Читать книгу Nucleus - Dieter Kassing - Страница 8

Prolog Hanau, 15. Dezember 1987

Оглавление

Kurt Wedelmeyer stand an einem der vergitterten Fenster des Untersuchungsgefängnisses und betrachtete wohlwollend die dichten Schneeflocken, die aus den grauen, tief hängenden Wolken fielen. Der Aufseher freute sich darauf, mit seinen Kindern am Wochenende im Hanauer Wald Schlitten zu fahren.

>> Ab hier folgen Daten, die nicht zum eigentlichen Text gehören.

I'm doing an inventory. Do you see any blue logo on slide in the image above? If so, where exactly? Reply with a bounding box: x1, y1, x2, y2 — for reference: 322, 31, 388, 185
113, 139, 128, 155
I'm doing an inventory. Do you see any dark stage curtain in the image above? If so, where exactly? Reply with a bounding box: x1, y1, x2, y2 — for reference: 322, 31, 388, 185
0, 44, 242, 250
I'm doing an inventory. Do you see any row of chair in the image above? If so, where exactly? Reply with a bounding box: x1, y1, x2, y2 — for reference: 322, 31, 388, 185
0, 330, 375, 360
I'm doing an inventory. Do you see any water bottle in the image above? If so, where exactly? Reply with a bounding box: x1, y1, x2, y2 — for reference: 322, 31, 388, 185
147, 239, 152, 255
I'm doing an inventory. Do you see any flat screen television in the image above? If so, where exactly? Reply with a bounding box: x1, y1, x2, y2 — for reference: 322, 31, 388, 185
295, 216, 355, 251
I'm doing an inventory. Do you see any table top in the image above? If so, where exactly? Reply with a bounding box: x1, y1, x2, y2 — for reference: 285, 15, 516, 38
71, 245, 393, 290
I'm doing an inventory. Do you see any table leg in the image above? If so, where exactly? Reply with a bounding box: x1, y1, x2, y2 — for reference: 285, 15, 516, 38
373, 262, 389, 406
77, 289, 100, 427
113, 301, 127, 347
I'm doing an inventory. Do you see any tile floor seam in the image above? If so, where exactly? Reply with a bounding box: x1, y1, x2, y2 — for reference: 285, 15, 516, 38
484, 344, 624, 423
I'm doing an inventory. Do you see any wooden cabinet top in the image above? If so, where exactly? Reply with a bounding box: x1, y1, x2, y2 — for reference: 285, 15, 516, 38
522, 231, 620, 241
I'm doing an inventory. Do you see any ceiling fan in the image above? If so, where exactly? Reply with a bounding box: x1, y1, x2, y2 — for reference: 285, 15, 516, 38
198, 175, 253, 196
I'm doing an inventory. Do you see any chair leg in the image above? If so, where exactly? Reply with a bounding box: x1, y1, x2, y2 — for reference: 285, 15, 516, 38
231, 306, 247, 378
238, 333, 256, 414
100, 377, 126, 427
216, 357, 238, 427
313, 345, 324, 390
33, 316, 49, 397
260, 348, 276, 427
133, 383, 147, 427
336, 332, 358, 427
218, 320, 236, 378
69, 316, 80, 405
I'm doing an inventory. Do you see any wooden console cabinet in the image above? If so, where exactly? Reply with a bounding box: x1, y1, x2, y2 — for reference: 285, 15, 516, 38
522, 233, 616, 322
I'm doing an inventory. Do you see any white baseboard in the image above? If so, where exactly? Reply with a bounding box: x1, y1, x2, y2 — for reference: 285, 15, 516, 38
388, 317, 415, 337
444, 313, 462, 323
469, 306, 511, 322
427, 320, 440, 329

Plötzlich, so als hätte er von irgendwo her einen lautlosen Befehl erhalten, wandte er sich mit einem Ruck um. Er senkte das Kinn auf die Brust und schloss die Augen. So verharrte er einen Augenblick. Um innerlich ganz ruhig zu werden, hielt er kurz den Atem an. Für die nächsten Schritte brauchte er seine volle Konzentration. Er durfte nicht den geringsten Laut erzeugen. Der Häftling, den er sich durch den Spion in der Zellentür ansehen würde, sollte auf keinen Fall merken, dass er kontrolliert wurde. Alle fünfundzwanzig Minuten sahen er oder einer der Kollegen nach dem Mann.

Wie eine Marionette stakste Wedelmeyer mit großen vorsichtigen Schritten zu der graugrünen Zellentür hinüber, hinter der er hauste, der Spitzenmanager von einer der Atomfirmen im Hanauer Atomdorf am Rande der Bulau. So weit sich Wedelmeyer erinnerte, war er der erste Manager einer Atomfirma, den sie jemals eingebuchtet hatten. Eingeliefert worden war er unter dem Namen Genske – sein wirklicher Name sollte aus vielerlei Gründen nicht bekannt werden. Genskes Unternehmen transportierte den atomaren Brennstoff für Deutschlands Atomkraftwerke. Daraus wurden auch Atombomben produziert.

Wedelmeyer heftete sein rechtes Auge an das Guckloch in der Zellentür. Geblendet von dem grellen, kalten Licht der Deckenstrahler kniff er es zusammen, riss es Sekundenbruchteile später wieder auf und erstarrte. Nur langsam setzte sein Gehirn immer mehr Teile des Datenstroms, den ihm sein Auge mit hoher Geschwindigkeit lieferte, zu einem unvollständigen Bild zusammen. Er lauschte angestrengt, um akustische Signale aufzunehmen. Vergeblich. Kein Ton drang an sein Ohr. Schließlich nahm sein Gehirn das grausige Stillleben wahr, das sich ihm bot.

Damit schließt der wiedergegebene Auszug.